De repente a chuva engrossou e o vento cresceu. Caiu um verdadeiro toró e, não podendo fazer nada de melhor, nós continuamos remando. Com um ritmo de 45 remadas por minuto pegamos uma boa velocidade e chegamos ao Campo Alfa perto das 4:00h. Descarregamos rapidamente toda a tralha e viramos a canoa na areia. Aí eu vi que de manhã Marcelo lavou e deixou de molho a grelha na beirinha; ali onde a esquecemos a reencontramos. Com a lona laranja e uns cabos armamos um toldo entre as arvores para criar uma área seca. Depois demoramos um tempão para conseguir acender o fogo.
Botamos no fogo a água para o café e aquela para os legumes e Marcelo ficou vigiando para evitar que o fogo apagasse.
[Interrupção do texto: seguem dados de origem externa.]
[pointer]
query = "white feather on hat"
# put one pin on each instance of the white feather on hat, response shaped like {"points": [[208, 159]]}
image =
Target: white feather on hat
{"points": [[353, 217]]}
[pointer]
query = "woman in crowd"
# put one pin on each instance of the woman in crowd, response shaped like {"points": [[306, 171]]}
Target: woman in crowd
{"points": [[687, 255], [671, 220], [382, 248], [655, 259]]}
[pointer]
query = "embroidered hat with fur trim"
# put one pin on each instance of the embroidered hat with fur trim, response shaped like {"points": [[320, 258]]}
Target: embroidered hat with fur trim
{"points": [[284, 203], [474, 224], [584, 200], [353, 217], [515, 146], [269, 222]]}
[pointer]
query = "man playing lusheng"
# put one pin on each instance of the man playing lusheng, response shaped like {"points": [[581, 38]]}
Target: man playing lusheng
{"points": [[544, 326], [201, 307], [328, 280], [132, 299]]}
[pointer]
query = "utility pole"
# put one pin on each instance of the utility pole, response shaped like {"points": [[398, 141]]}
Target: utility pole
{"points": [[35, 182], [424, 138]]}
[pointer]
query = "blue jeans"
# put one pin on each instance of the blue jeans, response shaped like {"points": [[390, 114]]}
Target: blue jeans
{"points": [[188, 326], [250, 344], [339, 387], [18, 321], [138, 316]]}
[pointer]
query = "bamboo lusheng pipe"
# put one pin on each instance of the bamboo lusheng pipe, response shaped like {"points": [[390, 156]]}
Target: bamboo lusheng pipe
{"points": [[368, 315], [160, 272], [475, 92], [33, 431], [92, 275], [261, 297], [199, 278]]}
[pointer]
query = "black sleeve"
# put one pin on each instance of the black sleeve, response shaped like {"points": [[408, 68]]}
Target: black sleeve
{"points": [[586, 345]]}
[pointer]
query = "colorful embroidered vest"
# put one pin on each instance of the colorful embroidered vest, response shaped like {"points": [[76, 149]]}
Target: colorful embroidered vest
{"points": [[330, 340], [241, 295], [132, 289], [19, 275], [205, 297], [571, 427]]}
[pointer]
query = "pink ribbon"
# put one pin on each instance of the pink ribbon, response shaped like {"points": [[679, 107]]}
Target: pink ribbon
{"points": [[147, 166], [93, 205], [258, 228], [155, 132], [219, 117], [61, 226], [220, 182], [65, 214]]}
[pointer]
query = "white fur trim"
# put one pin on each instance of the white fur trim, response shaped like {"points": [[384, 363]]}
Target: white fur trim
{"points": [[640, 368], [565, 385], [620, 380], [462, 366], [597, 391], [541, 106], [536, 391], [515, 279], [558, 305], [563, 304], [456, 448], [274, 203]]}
Sentado no balde virado à frente de uma pedra definitivamente perfeita como plano de trabalho, descasquei e cortei em cubinhos batata e cenoura para cozê-las como acompanhamento do delicioso picado de fígado acebolado com cominho que preparei. Aproveito da ocasião para explicar que quando fui fazer a feira no mercado não tinha a carne de sol que queria comprar e foi o balconista que me empurrou esse fígado que comemos nesses dias... eh eh eh !!!
Depois do jantar fomos olhar a lua e as estrelas no céu manifestar uma tendência à melhora climática. Conversamos um pouco e depois fomos deitar nas redes. Marcelo dormiu logo, eu fiquei ainda um tempo lendo à luz do lampião.

3º dia
Sem pressa acordamos por volta das 7:00h e tomamos café com frutas e biscoitos. Arrumamos todo o equipamento e carregamos a canoa. Às 9:30h com toda calma zarpamos do Campo Alfa e ficamos por um tempo na área procurando um atracadouro alternativo ao usado nesses dias, onde tem algumas pedras perigosas. Marcelo aproveitou para fazer mais uma tentativa de pesca, mas sem êxito.
Após uma meia hora apontamos a proa para a ilha das Cabras e encostamos nela, mas sem descer. A chuva do dia anterior é só uma lembrança e o céu está bem azul. Pensei em conhecer melhor uma grande enseada conhecida pelos pescadores como “Três Postes”, do lado esquerdo da foz do rio Caraú, mas acabei aceitando a proposta de Marcelo e fomos até a ilha E, que batizamos assim porque o dono da mansão ali construída se chama Edivaldo ou algo parecido. Com o vento a favor chegamos à ilha em menos de quinze minutos. Aportamos numa praia de areia fina e, após ter cumprimentado o caseiro fomos dar um rolé para conhecer o lugar. Registrei as coordenadas da ilha E no gps e fizemos um rápido lanche com biscoitos e frutas.
De novo na canoa fomos dar a volta inteira dessa ilha que parecem três e Marcelo, na ultima tentativa do dia de pescar, estourou a linha e ficou roxo de raiva quando sua isca artificial foi pro fundo para sempre!
Apontamos para a Itatinga e, quando chegamos a quatrocentos metros de distancia, dobramos para esquerda e entramos em outra grande enseada que ainda não conhecia; muitas carnaubeiras e só três casas, uma bem distante da outra.
Sem rumo certo, ficamos encostando aqui e ali, olhando as aves pescadoras voar bem baixinho sobre o espelho d’água e trocando idéias sobre técnicas de remada e acampamento. Sem nem reparar quase, já estávamos beirando a ilha perto de Araras... Mais umas poucas remadas e chegamos em casa.